SoftBank has said its top priority at Sprint will be to improve the network as quickly as possible.
Analysts expect the SoftBank and Clearwire deal to amp up competition in the U.S. wireless market because Japan's SoftBank, run by billionaire Masayoshi Son, is famous for aggressive pricing in its home market.
Son, who will be the Chairman at Sprint, also won a bitter battle with Dish Network Corp (DISH.O) Chairman Charlie Ergen to buy both Sprint and Clearwire.

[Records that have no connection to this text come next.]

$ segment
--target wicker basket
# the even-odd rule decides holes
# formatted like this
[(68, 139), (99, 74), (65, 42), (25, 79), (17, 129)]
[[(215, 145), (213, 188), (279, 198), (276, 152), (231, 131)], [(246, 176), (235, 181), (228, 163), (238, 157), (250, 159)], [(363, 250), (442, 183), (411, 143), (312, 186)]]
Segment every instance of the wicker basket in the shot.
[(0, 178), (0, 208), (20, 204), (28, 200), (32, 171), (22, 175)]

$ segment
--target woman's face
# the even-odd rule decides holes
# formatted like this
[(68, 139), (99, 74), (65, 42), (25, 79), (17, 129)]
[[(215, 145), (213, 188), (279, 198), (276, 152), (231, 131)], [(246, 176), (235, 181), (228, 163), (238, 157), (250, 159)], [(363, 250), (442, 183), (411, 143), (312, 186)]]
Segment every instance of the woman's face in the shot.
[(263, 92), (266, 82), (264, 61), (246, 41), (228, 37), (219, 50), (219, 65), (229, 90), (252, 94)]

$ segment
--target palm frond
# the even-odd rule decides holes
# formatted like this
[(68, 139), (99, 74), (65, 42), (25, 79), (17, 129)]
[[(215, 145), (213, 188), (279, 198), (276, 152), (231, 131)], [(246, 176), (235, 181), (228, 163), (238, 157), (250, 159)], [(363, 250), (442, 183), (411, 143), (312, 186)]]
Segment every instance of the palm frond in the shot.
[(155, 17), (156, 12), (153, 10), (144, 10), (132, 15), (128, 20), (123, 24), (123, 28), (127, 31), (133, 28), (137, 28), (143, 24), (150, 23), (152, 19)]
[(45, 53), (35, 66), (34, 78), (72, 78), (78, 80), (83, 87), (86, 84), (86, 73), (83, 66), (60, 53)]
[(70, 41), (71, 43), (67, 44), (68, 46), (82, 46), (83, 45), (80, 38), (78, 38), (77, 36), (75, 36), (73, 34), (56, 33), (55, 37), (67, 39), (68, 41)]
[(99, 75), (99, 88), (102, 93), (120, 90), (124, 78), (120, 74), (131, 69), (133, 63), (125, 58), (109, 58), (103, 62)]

"The excitement for investors and consumers is that Sprint now has the spectrum assets, the money to build its network and a leader that has the courage to do it," Piecyk said. "Whether they can execute on that remains to be seen."
Along with AT&T and Verizon Wireless, a venture of Verizon Communications (VZ.N) and Vodafone Group Plc (VOD.L), Sprint also has to contend with tough smaller rival T-Mobile US Inc (TMUS.N), the No. 4 U.S. mobile service provider.
On the day that Sprint closed its SoftBank deal, T-Mobile CEO John Legere announced his company would allow customers to upgrade their phones every six months, which is four times more often than its competitors.
Hesse declined to comment on any other changes Sprint and SoftBank will put in place now that the deals are closed.
Sprint also made some small pricing tweaks on Thursday to simplify family plans and service plans for individual smartphone users.
Under its latest offerings, smartphone users will pay $240 less per year than the customers of market leader Verizon Wireless and $120 less per year than No. 2 U.S. operator AT&T and T-Mobile US.
The shares of Sprint, which changed its name from Sprint Nextel to Sprint Corp after the deal, will trade on a "when issued" basis until Friday when it will begin trading again under the S ticker symbol.